Users of the BioCyc Web site can now create accounts in which they can store Web site display preferences, specify a default organism for queries, and define and save organism lists for comparative genomics operations.
The desktop version of Pathway Tools enables users to graph omics data for selected genes or metabolites, and also provides over-representation analysis for determining whether certain ontology classes (including GO MetaCyc Pathway Ontology, etc.) are over-represented in gene lists and metabolite lists. A new X–Y plot style of tracks for the Pathway Tools genome browser allows the user to visualize ChIP-chip datasets against the genome. ChIP-chip intensity measurements can be visually correlated with promoters, gene positions and operon boundaries.
The appearance of pathway pages can now be customized in many respects (Pathway → Customize Diagram). Options include setting the font size, determining which elements are included in the drawing (such as enzyme names and gene names), and deciding whether chemical structures are displayed. The pathway diagrams can be downloaded as screen-resolution GIF images (for import into PowerPoint presentations), or as high-resolution PostScript or PDF files for import into documents.
Pathway Tools now runs on Apple computers.
The BioCyc.org and MetaCyc.org Web sites provide several informational resources, including an online BioCyc guided tour (25), a MetaCyc user guide (26) and many Webinar videos that combine narration with online demonstration of different topics (27). We routinely host workshops and tutorials (on site and at conferences) that provide training and in-depth discussion of our software for beginning and advanced users. To stay informed about recent changes and enhancements to our software, join the BioCyc mailing list at http://biocyc.org/subscribe.shtml. A list of our publications is available online (28).
The MetaCyc and BioCyc databases are freely and openly available to all. See http://biocyc.org/download.shtml for download information. New versions of the downloadable data files and of the BioCyc and MetaCyc Web sites are released four times per year.
National Institutes of Health, National Institute of General Medical Sciences (GM080746, GM077678, and GM75742); National Science Foundation, Division of Biological Infrastructure (grant number 0640769 to P.Z., A.K., K.D.). Funding for open access charge: National Institutes of Health, National Institute of General Medical Sciences.

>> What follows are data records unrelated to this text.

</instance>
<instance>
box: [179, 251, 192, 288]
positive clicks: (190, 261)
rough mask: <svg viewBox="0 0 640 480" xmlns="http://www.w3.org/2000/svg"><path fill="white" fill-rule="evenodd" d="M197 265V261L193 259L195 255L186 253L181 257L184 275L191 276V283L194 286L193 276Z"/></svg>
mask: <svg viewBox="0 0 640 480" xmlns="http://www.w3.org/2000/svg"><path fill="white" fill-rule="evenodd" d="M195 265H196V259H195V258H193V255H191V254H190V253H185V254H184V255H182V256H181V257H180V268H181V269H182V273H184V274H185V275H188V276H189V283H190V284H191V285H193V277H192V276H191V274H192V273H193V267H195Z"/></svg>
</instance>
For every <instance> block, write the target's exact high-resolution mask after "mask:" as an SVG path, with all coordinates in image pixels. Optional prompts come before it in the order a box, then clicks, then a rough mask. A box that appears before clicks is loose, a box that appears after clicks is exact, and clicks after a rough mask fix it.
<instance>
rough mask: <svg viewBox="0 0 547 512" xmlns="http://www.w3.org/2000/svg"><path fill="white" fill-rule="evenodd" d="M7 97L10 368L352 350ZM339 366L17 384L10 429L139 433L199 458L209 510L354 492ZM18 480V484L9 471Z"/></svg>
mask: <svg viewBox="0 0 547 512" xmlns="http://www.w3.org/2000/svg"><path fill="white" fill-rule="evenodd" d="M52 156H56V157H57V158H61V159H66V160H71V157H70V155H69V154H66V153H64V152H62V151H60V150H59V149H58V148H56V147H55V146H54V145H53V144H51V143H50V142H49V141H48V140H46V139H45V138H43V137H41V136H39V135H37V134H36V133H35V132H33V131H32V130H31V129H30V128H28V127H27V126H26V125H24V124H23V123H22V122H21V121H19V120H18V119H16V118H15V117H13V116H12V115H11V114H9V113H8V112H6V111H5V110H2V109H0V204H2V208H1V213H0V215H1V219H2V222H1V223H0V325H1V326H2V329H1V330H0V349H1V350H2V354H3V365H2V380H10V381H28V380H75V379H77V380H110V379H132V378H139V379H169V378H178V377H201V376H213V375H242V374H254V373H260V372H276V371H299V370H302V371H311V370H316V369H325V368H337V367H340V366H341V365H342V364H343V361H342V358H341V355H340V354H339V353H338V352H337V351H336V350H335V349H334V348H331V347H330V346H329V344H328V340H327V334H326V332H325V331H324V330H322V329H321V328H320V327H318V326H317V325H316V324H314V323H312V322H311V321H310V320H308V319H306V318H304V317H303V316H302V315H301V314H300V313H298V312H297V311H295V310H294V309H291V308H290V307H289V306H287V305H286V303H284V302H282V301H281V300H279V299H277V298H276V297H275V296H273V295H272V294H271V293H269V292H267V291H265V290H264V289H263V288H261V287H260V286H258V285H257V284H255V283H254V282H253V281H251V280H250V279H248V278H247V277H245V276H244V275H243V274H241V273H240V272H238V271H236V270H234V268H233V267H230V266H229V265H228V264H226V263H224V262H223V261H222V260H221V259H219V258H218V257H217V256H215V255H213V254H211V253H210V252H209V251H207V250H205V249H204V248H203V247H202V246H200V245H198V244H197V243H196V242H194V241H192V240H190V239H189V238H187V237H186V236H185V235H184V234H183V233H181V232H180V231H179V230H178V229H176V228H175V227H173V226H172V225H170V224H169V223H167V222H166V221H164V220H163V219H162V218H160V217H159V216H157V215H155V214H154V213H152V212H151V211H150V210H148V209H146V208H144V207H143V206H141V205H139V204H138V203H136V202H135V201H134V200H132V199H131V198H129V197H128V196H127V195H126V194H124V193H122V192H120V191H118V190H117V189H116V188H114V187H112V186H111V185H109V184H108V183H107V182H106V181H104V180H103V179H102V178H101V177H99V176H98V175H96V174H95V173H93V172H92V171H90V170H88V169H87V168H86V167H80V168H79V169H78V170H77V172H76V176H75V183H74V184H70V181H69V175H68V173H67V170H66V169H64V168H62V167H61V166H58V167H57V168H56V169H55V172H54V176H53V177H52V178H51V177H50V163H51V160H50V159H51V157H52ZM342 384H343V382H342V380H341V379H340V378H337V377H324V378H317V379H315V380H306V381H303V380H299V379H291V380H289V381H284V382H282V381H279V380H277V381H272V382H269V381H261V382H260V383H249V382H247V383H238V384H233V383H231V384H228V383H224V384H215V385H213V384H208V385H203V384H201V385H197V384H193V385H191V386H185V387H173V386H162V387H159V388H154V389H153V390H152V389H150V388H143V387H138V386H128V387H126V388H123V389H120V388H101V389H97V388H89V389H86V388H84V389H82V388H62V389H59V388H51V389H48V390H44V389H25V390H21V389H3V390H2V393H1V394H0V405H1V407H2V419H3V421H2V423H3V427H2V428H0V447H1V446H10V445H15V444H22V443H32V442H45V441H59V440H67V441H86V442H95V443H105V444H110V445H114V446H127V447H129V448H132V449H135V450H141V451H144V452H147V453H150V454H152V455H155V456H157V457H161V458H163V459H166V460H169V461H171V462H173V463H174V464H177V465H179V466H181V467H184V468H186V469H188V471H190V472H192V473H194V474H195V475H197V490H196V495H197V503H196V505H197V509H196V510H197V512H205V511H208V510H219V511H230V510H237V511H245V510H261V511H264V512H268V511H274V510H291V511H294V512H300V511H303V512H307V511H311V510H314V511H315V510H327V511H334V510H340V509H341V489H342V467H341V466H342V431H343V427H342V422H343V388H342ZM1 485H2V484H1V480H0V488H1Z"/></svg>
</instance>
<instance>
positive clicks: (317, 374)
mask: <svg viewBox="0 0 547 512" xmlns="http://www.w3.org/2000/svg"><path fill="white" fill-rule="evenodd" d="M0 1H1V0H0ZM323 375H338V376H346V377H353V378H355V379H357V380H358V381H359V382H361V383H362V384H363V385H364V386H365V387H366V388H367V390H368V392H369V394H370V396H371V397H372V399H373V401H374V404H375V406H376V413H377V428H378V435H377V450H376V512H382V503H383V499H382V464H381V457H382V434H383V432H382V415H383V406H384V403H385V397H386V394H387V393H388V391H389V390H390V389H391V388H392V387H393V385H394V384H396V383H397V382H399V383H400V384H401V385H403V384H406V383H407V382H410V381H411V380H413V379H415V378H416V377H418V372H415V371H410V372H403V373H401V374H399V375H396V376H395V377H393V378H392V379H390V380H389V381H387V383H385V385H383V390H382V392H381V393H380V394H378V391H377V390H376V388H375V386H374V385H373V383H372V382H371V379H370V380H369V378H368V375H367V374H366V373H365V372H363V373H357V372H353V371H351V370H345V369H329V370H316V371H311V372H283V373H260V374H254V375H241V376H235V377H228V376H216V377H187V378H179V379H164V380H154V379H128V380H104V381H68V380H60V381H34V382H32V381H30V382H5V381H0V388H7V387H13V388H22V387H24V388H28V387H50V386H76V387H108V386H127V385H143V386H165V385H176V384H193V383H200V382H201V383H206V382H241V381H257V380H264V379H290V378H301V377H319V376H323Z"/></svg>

Conflict of interest statement. The contents of this article are solely the responsibility of the authors and do not necessarily represent the official views of the preceding agencies.
We thank Dr Carol Bult and Dr Alexei Evsikov from the Jackson Laboratory for their contribution of pathways from the MouseCyc database. We thank Dr Lindsay Eltis and Dr Hao-Ping Chen from the University of British Columbia for their contribution of pathways from the Rhodococcus jostii RHA1 database. We also thank Dr Malabika Sarker from SRI International for her contribution of the Mycobacterium tuberculosis mycolate biosynthesis pathway. The contents of this article are solely the responsibility of the authors and do not necessarily represent the official views of the preceding agencies.